Heavily stressed metallic parts and machine components are specifically treated with laser hardening to prevent wear, tear, and deformation of the components. The mobile laser hardening system from ALPHA LASER scans and hardens the corresponding workpiece precisely along its contour without needing to remove it. Our laser hardening system AL-ROCK can be flexibly used right on the workpiece – you save time and costs for the benefit of your production.

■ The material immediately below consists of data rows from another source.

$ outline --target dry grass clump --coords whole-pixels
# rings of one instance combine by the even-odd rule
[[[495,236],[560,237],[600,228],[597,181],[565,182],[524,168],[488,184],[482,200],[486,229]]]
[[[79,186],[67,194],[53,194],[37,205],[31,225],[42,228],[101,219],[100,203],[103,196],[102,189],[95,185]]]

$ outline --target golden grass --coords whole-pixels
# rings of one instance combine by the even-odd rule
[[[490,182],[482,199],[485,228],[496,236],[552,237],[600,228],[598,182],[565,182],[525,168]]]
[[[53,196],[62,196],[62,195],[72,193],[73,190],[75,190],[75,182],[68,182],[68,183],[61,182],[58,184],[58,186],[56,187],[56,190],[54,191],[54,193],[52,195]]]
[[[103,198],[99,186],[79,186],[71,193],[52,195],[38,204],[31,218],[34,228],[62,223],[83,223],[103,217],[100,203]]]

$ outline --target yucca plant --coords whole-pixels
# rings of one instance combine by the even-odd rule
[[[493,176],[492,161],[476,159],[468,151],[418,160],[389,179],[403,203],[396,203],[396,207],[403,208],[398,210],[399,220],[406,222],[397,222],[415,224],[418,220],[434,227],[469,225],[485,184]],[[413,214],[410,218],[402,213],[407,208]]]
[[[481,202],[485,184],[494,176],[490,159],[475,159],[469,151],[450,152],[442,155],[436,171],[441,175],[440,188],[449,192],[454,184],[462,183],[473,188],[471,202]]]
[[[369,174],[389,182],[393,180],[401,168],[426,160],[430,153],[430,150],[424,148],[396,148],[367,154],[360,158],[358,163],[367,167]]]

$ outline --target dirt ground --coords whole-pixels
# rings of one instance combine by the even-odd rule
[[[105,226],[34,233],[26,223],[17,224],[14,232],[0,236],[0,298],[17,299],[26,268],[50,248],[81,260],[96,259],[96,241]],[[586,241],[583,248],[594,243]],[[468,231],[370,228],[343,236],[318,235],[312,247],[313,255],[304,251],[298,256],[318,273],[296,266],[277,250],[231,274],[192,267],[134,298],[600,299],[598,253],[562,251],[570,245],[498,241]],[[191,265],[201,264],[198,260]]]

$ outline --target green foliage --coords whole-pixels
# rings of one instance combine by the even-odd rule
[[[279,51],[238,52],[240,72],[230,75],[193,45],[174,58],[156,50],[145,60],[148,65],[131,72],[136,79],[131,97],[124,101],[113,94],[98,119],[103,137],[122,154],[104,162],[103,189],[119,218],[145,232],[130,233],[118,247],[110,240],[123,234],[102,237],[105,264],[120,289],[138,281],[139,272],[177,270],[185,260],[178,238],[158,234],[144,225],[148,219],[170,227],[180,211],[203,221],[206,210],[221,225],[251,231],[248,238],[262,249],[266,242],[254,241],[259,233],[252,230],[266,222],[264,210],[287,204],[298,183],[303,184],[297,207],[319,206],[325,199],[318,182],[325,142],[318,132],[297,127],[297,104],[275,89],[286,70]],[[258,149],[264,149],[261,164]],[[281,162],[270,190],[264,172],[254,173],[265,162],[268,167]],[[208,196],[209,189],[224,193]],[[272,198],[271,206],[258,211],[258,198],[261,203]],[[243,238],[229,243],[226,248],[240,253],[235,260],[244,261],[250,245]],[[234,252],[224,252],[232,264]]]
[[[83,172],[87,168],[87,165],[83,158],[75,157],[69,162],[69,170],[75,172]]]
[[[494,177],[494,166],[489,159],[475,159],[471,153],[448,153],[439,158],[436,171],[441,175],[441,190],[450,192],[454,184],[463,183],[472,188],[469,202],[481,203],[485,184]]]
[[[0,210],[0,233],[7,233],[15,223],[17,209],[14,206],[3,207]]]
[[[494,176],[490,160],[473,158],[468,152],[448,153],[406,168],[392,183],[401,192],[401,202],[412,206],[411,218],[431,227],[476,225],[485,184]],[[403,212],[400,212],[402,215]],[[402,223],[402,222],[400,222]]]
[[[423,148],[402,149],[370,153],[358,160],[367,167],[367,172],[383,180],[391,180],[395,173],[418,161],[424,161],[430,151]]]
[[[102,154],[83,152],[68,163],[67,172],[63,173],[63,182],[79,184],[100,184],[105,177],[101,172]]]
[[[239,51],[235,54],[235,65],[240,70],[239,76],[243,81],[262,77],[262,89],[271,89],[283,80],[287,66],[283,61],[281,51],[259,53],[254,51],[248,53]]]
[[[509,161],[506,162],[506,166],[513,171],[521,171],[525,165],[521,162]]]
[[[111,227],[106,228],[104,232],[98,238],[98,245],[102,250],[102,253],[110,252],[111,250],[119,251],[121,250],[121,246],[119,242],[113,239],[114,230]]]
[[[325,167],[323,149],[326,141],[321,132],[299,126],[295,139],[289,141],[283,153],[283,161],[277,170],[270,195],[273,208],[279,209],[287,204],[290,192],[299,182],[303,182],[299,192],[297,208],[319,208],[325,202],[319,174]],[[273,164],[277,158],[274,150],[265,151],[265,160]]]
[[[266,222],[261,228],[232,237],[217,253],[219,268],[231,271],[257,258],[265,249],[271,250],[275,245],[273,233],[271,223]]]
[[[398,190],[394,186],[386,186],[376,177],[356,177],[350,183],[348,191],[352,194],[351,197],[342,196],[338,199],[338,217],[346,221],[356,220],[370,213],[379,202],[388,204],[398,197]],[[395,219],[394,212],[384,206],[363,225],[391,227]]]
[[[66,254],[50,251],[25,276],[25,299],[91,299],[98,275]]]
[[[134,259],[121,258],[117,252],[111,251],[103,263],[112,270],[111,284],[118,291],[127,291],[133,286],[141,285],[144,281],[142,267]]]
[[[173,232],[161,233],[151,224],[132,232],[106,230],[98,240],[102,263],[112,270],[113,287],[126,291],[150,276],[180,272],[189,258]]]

Laser-based surface hardening is one of the fastest laser material processing methods for the production of resilient metal parts that are also hardened with low distortion. The AL-ROCK laser hardening system is not only good at efficient laser beam hardening: with the right accessories it can also be used as a laser welding device for powder deposit welding. Opt for flexibility and precision in laser hardening with modern laser technology and high-quality laser devices for mold manufacture, mechanical engineering, and many other industries.
When laser hardening, the laser beam and its adjustable focal spot are guided by a robot over the surfaces to be hardened. The energy of the laser is applied directly to the workpiece surface. This marginalized layer is then heated in a very short period of time and locally limited to the required hardening temperature. The carbon atoms change their position in the metal grid due to the high temperature, which is called austenitization.

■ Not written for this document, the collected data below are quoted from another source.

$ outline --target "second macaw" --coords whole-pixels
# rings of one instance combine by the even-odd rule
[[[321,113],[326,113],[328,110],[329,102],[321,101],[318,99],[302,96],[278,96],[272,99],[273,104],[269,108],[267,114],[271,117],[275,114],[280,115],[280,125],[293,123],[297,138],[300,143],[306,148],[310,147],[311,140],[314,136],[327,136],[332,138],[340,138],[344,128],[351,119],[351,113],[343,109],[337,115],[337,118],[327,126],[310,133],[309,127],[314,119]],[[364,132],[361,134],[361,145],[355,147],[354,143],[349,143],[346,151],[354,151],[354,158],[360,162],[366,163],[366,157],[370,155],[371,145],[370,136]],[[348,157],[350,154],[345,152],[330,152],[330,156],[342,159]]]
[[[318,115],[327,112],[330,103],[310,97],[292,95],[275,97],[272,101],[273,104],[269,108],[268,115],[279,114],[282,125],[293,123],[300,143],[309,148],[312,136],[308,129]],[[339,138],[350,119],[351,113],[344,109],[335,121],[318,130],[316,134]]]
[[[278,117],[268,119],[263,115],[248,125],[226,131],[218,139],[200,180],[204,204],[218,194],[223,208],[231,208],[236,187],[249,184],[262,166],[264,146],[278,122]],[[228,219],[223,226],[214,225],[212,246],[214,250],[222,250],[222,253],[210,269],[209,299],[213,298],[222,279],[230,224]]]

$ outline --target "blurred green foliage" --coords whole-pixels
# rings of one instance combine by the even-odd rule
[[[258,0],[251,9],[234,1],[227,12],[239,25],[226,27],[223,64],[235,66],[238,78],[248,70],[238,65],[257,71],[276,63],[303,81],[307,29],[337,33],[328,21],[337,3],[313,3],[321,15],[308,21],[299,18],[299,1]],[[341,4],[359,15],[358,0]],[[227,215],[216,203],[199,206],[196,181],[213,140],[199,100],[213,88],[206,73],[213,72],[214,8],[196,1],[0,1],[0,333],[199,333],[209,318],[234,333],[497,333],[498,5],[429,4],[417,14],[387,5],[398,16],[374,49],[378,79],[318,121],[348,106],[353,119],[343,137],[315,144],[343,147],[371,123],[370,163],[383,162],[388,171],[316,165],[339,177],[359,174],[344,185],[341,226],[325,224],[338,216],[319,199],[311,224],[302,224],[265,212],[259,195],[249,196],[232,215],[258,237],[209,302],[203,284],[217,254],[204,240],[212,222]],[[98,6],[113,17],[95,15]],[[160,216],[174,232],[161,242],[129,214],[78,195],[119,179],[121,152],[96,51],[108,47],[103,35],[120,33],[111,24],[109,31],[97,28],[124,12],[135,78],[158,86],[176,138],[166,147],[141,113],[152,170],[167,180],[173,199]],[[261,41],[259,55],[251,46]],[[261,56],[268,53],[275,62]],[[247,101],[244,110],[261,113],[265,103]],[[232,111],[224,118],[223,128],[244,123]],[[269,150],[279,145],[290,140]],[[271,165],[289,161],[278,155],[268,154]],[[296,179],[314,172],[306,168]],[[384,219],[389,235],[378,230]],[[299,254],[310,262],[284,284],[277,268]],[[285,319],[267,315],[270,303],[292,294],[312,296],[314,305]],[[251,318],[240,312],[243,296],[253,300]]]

Immediately after heating, the cold part of the component cools down the treated spot (self-quenching) and thus ensures that the austenitized metal structure is rendered permanent. | The result is martensite (a very tough metal structure that looks very fine under the microscope), which is responsible for the increased hardness of the material.

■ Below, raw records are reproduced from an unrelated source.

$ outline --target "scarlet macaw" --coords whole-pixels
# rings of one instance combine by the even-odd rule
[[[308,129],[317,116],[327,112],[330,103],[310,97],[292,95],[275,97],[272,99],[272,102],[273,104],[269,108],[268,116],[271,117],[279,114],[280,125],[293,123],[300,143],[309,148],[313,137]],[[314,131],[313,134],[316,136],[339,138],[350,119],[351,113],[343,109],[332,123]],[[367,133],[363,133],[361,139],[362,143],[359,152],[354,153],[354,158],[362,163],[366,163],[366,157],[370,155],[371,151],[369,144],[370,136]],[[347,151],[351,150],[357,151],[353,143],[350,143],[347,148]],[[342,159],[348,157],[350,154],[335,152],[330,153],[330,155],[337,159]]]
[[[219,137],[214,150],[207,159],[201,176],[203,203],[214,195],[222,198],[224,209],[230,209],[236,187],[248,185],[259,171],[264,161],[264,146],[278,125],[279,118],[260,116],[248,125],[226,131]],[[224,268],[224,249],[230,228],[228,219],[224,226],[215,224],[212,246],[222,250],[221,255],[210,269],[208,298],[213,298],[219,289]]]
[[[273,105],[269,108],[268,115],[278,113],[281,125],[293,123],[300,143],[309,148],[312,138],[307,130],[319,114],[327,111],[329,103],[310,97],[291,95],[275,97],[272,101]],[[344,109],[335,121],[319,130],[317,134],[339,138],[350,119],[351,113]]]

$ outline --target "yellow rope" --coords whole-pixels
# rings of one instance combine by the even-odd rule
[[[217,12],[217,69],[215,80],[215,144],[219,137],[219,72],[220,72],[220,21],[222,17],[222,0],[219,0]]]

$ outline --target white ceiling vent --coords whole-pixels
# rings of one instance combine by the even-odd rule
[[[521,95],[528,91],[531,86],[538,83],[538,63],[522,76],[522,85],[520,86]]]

Laser hardening with our AL-ROCK laser system results in a zonally hard surface with a tough core while leaving the immediate vicinity unaffected. The toughness of the basic material remains unchanged. Track widths from 1 to approx. 100 mm are possible depending on the laser power and laser system. The achievable hardness penetration depth is about 0.6 mm to 0.8 mm, and with some materials it can be increased up to 2 mm depending on the volume of the component. |
The advantages of laser hardening can be summarized as follows:
Especially for large tools from forming technology, laser hardening is a very cost-efficient, extremely fast process for marginalized layer hardening, because it enables partial hardening of selected stressed functional areas on the workpiece surface. Quick self-quenching reduces material distortion during laser hardening: our laser devices for laser hardening work almost distortion-free. As the laser hardening process is thermally monitored, even cutting edges and small radii can be hardened without running the risk of melting.
Contour-accurate laser hardening on grooves, free-form surfaces, or other geometries is of course also possible. Marginalized layer hardening by means of our laser machines means reworking the workpiece is not necessary, and it can be flexibly used for spontaneous additional tasks.
Hardening can optionally take place under a protective gas atmosphere in order to further decrease already minimal rework.
Steel with at least 0.45 percent carbon (0.45C). If the coal content is lower, only a lower hardness can be achieved. If there is no coal in the iron, one speaks of ferrite, not of steel. Each steel has a specific TTC diagram (time-temperature conversion diagram). The TTC makes it easy to see which hardnesses can be achieved. The diagram also shows how long it takes to cool from the “high” temperature to the “low” temperature in order to obtain the desired martensitic structure and thus the hardening of the steel.
The hardness that can be achieved always depends on the base material. In general, the maximum hardness of the base material can be achieved.
Laser hardening is a low-distortion process. Locally limited functional areas, small series and individual parts can be hardened precisely, with no quenching media required. The workpiece cools itself down. The surface temperature of the hardening zone is always constant, which means that a high surface hardness is achieved with a tough material core.
Generally, the speed of laser beam hardening is 2-5 mm / s. The degree of hardness and penetration depth are influenced by the feed rate and the laser power. At high feed rates and high power, the surface hardens strongly, but not very deeply. A slow feed with less energy input reaches a greater depth of penetration.
Most materials that have been laser hardened can be hardened a second time. Usually, however, with a small loss of hardness, because, depending on the previous hardening process, tensions develop in the workpiece, which affect the hardness result.